"Tek kişilik rejim"in ekonomide çöküşü

Bütün ekonomistler, seçimden sonra "ekonomik tufan"ı ihbar ederken, seçim öncesi tsunaminin sinyalleri çakılıyor. Ancak asıl müdahalelerin seçimden sonra olacağı bildiriliyor.

Ramazan öncesi Ankara'da simide zam yapma kararı alan Simitçiler Odası Başkanı'nın Ticaret Bakanlığı'na çağrılıp Bakan Yardımcısınca "zammı geri alması"nın istenmesi ve peşinden Resmî Gazete'de "ekmek ve simide zammın ancak Bakanlar Kurulu kararıyla yapılacağı"nın yayınlanması, 1 Nisan'dan sonra elektrik ve doğalgaza üç haneli zam söylentileri, seçim sonrasına ertelenen yeni fahiş zam furyasıyla ek vergilerin habercisi.

Nitekim ÖTV'den tek kelime bahsetmeyen Hazine ve Ekonomi Bakanı'nın "KDV yüzde 20'nin üzerine çıkmayacak" demesi, seçimin ardından ekmekten gıdaya her şeyde yüzde 1-2 olarak alınan KDV'nin yüzde 15'lere, 20'lere çıkarılacağının işareti olarak görülüyor.

IMF ve İngiltere'deki finans merkezlerinin "isteği"yle "sıkılaştırılmış politikalar" perdesinde vatandaşın satın alma gücünün azaltılması, pahalılıkla tüketimin kısılmasıyla üretimin kesilmesi "politikası"nın tam devreye gireceği belirtiliyor.

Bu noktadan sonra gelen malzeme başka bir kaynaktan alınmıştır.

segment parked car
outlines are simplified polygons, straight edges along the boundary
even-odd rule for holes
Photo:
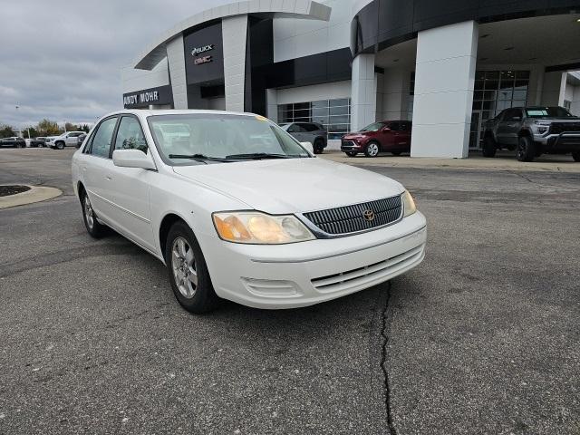
[[[76,148],[81,148],[81,145],[82,145],[82,142],[84,141],[86,137],[87,137],[87,133],[82,133],[77,138]]]
[[[363,152],[366,157],[377,157],[387,151],[395,156],[411,152],[410,121],[382,121],[367,125],[360,131],[347,133],[341,140],[341,150],[354,157]]]
[[[580,161],[580,118],[563,107],[512,107],[485,123],[483,155],[516,150],[519,161],[542,154],[572,153]]]
[[[46,137],[45,136],[38,136],[31,140],[30,146],[31,147],[45,147]]]
[[[64,150],[64,147],[76,147],[79,143],[79,136],[84,131],[67,131],[60,136],[51,137],[46,140],[46,146],[52,149]]]
[[[26,140],[17,136],[12,136],[9,138],[0,139],[0,148],[24,148],[26,146]]]
[[[317,122],[289,122],[280,127],[298,141],[312,143],[314,154],[322,154],[328,144],[328,132]]]
[[[178,126],[189,136],[165,138]],[[425,218],[400,183],[316,159],[257,115],[114,112],[74,153],[72,172],[89,234],[111,227],[163,262],[193,313],[219,298],[311,305],[387,281],[425,255]]]

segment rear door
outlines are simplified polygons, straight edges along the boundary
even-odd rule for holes
[[[115,227],[114,210],[108,197],[111,181],[112,161],[111,147],[118,116],[101,121],[91,138],[86,152],[81,159],[81,171],[91,204],[97,216],[109,225]]]
[[[134,115],[122,115],[117,129],[115,150],[150,152],[143,130]],[[155,249],[151,227],[150,185],[156,182],[155,170],[121,168],[112,164],[107,198],[113,205],[112,218],[121,232],[150,250]]]
[[[503,145],[516,145],[521,121],[522,111],[520,109],[507,109],[498,124],[496,134],[498,142]]]

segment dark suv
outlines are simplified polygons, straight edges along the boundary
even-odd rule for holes
[[[360,131],[347,133],[341,140],[341,150],[349,157],[363,152],[366,157],[376,157],[381,151],[395,156],[411,151],[410,121],[382,121],[367,125]]]
[[[516,150],[519,161],[542,154],[572,153],[580,161],[580,118],[563,107],[512,107],[485,123],[483,155]]]

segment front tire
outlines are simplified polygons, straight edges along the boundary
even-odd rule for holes
[[[374,140],[366,144],[364,147],[364,155],[366,157],[377,157],[379,155],[379,151],[381,150],[381,147],[378,142]]]
[[[497,150],[498,148],[496,147],[496,141],[491,136],[486,136],[483,140],[483,150],[481,150],[483,157],[496,157]]]
[[[522,136],[517,140],[516,156],[519,161],[533,161],[536,157],[536,147],[529,136]]]
[[[81,205],[82,206],[82,219],[87,232],[93,238],[102,237],[105,235],[106,227],[97,220],[97,215],[94,213],[89,196],[84,190],[82,191]]]
[[[175,223],[169,229],[165,262],[173,294],[183,308],[203,314],[219,304],[198,239],[183,222]]]

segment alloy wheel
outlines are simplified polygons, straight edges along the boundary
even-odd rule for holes
[[[184,237],[178,237],[173,241],[171,270],[179,293],[191,299],[198,289],[198,271],[193,249]]]

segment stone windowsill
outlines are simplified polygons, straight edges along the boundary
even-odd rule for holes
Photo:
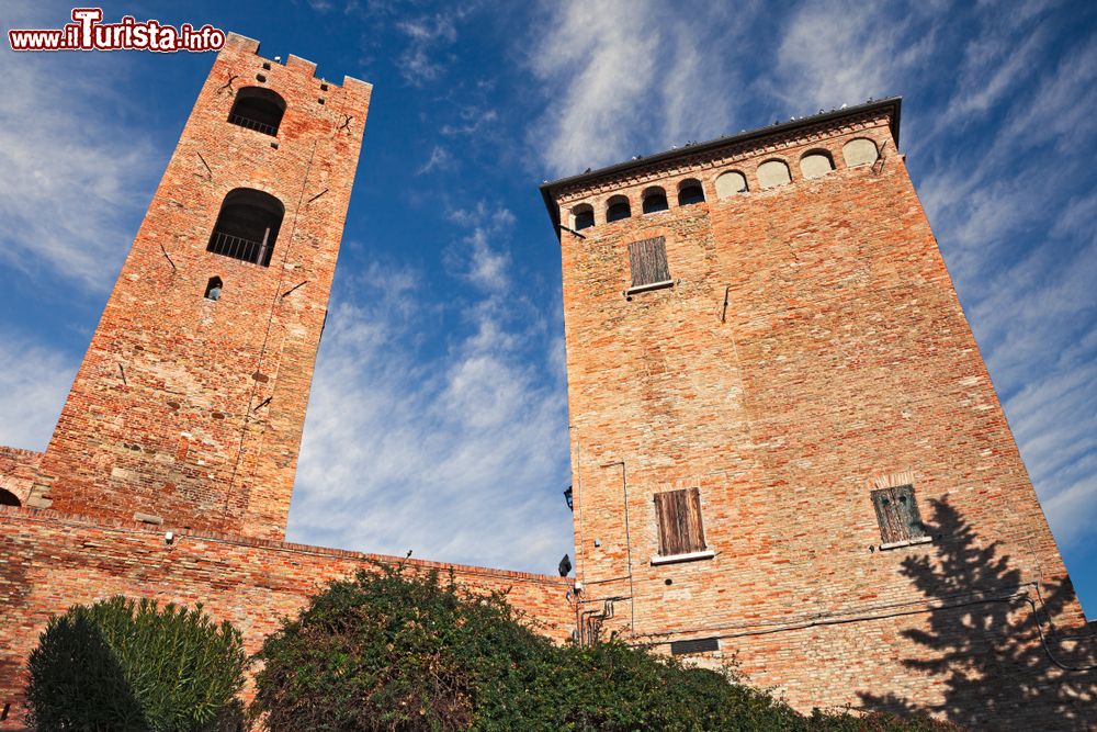
[[[900,549],[902,547],[913,547],[914,544],[928,544],[934,540],[932,537],[918,537],[917,539],[904,539],[903,541],[892,541],[886,544],[880,544],[880,551],[886,551],[889,549]]]
[[[705,549],[700,552],[689,552],[687,554],[667,554],[666,556],[653,556],[652,566],[658,564],[675,564],[677,562],[697,562],[698,560],[711,560],[716,555],[716,552],[711,549]]]
[[[664,280],[663,282],[652,282],[649,284],[638,284],[635,288],[629,288],[624,291],[625,296],[635,295],[638,292],[647,292],[648,290],[661,290],[663,288],[672,288],[675,284],[674,280]]]

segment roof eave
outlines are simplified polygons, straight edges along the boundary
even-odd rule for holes
[[[824,112],[823,114],[815,114],[808,117],[800,117],[799,120],[793,120],[790,122],[782,122],[781,124],[770,125],[768,127],[759,127],[757,129],[751,129],[748,132],[739,133],[738,135],[728,135],[726,137],[719,137],[716,139],[709,140],[706,143],[700,143],[698,145],[690,145],[689,147],[681,147],[674,150],[667,150],[665,153],[658,153],[638,160],[626,160],[624,162],[619,162],[606,168],[599,168],[598,170],[591,170],[590,172],[583,172],[577,176],[569,176],[567,178],[559,178],[554,181],[548,181],[540,185],[541,198],[545,202],[545,209],[548,210],[548,216],[552,218],[553,228],[556,229],[556,238],[561,238],[561,221],[559,221],[559,206],[556,205],[554,198],[552,195],[553,191],[563,188],[565,185],[573,185],[575,183],[593,180],[595,178],[602,178],[606,176],[614,176],[634,168],[642,168],[656,162],[663,162],[664,160],[671,160],[676,157],[681,157],[686,155],[698,155],[709,153],[711,150],[725,147],[727,145],[735,145],[738,143],[745,143],[757,138],[769,137],[771,135],[778,135],[781,133],[789,132],[790,129],[796,129],[799,127],[806,127],[811,125],[816,125],[819,123],[832,122],[834,120],[840,120],[850,114],[860,114],[873,109],[879,109],[881,111],[891,108],[891,133],[895,140],[895,146],[898,147],[898,131],[900,131],[900,116],[903,111],[903,98],[902,97],[889,97],[887,99],[881,99],[879,101],[866,102],[864,104],[858,104],[857,106],[847,106],[841,110],[834,110],[832,112]]]

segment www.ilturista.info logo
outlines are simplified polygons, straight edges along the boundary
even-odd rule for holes
[[[138,22],[125,15],[118,23],[102,23],[102,8],[73,8],[72,21],[59,30],[8,31],[12,50],[218,50],[225,45],[225,32],[190,23],[178,29],[159,21]]]

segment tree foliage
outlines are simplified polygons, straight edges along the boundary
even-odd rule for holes
[[[952,730],[802,716],[736,678],[619,641],[554,645],[500,595],[382,566],[332,583],[267,639],[252,713],[316,730]]]
[[[201,606],[77,605],[31,653],[26,721],[42,732],[234,730],[247,665],[240,632]]]

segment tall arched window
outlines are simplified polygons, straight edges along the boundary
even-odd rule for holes
[[[747,190],[747,177],[738,170],[728,170],[716,177],[716,198],[726,199],[730,195],[745,193]]]
[[[236,92],[228,121],[264,135],[276,135],[285,114],[285,100],[263,87],[245,87]]]
[[[629,199],[623,195],[614,195],[607,202],[606,206],[606,221],[614,222],[621,221],[622,218],[627,218],[632,215],[632,206],[629,205]]]
[[[580,203],[572,209],[572,228],[581,232],[595,225],[595,209],[589,203]]]
[[[776,188],[792,182],[792,176],[789,174],[789,166],[784,165],[784,160],[766,160],[766,162],[758,166],[757,176],[758,184],[764,189]]]
[[[822,178],[832,170],[834,160],[830,159],[830,154],[824,150],[812,150],[800,158],[800,172],[808,180]]]
[[[658,185],[653,185],[644,191],[645,214],[654,214],[657,211],[666,211],[669,207],[670,204],[667,203],[667,192]]]
[[[870,166],[880,157],[877,144],[867,137],[858,137],[846,143],[841,148],[841,157],[846,158],[847,168]]]
[[[270,193],[253,188],[228,192],[206,251],[269,267],[285,206]]]
[[[701,181],[687,178],[678,184],[678,205],[688,206],[693,203],[704,203],[704,189]]]

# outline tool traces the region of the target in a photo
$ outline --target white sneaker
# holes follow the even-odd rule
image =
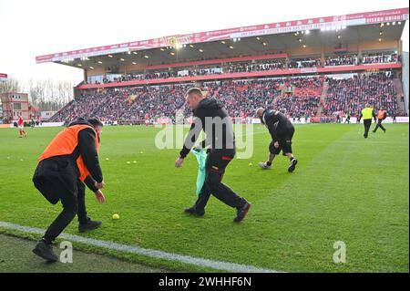
[[[259,165],[261,168],[262,168],[263,170],[269,170],[269,169],[272,168],[272,165],[271,165],[271,166],[268,166],[268,165],[266,164],[266,162],[263,162],[263,161],[260,161],[260,162],[258,163],[258,165]]]

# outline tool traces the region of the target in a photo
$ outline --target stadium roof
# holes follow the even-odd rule
[[[137,64],[146,67],[285,52],[302,46],[335,47],[379,38],[399,40],[408,13],[406,7],[169,36],[39,56],[36,61],[87,69]]]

EKONOMİK İFLASTA REKORUNU KIRIYOR

Vaziyet ortada. Mart ayı itibariyle "açlık sınırı" 20 bin lirayı aşarken, "yoksulluk sınırı" 57 bini lirayı geçmiş. "Bizi kıskanan" Avrupa'da asgari ücretlilerin oranı en fazla yüzde 4'te kalırken, çalışanların yüzde 70'inin asgari ücretli olduğu vasatta, açlık sınırında kalan asgari ücret "ortalama ücret" olurken, emeklilerin dörtte üçünün maaşı asgari ücretin altında kalmış.

Yatırım, üretim ve istihdamdan yoksun ekonomi, sadece borç para bulunması, faiz, döviz, vergi ve zam üzerinden yürüyor. Kredi kartları borçlularının sayısı 37 milyona yaklaşmış. İcra dairelerinde 134 bin icra dosyası yığılmış. Tüketicilerin bankalara borçları yılbaşından bu yana 245 milyar liraya çıkmış. Bireysel kredi ve kredi kartı borçları 2 trilyon 973 milyar lira olmuş. Gerçek işsizlik tarihinin zirvesinde, genç işsizlikte her dört gençten üçü işsiz. "Tek kişilik otoriter rejim"de bütçe 55 kat, Sarayın bütçesi yüzde 85 artmış.

Yerel seçimlere günler kala partili Cumhurbaşkanı'nın partisinin seçim çalışmalarında yıllardır ötelenen enflasyonla mücadelede uygulanan ekonomik programın sonucu için "müjde"yi ertelemesi de ekonominin yıkımının ikrarı.

Siyasi iktidar ekonominin iflasında kendi rekorunu kırıyor. Eski Bakan "TL en dipte, daha dibe vurmaz" derken lira yüzde 400 eridi, döviz karşısında dibin dibine düştü. 2011'de tedavüle giren ülkenin en büyük banknotu olan 200 TL, çıkış tarihi olan 1 Ocak 2009'da 1.52 olan kurda 131 dolara karşılık gelirken, bugün ancak 6 dolar ediyor. AKP iktidarında 1.6 liradan alınan doların 32 lirayı aşması; "tek kişilik rejim"in ufuksuzluğunu tescilliyor.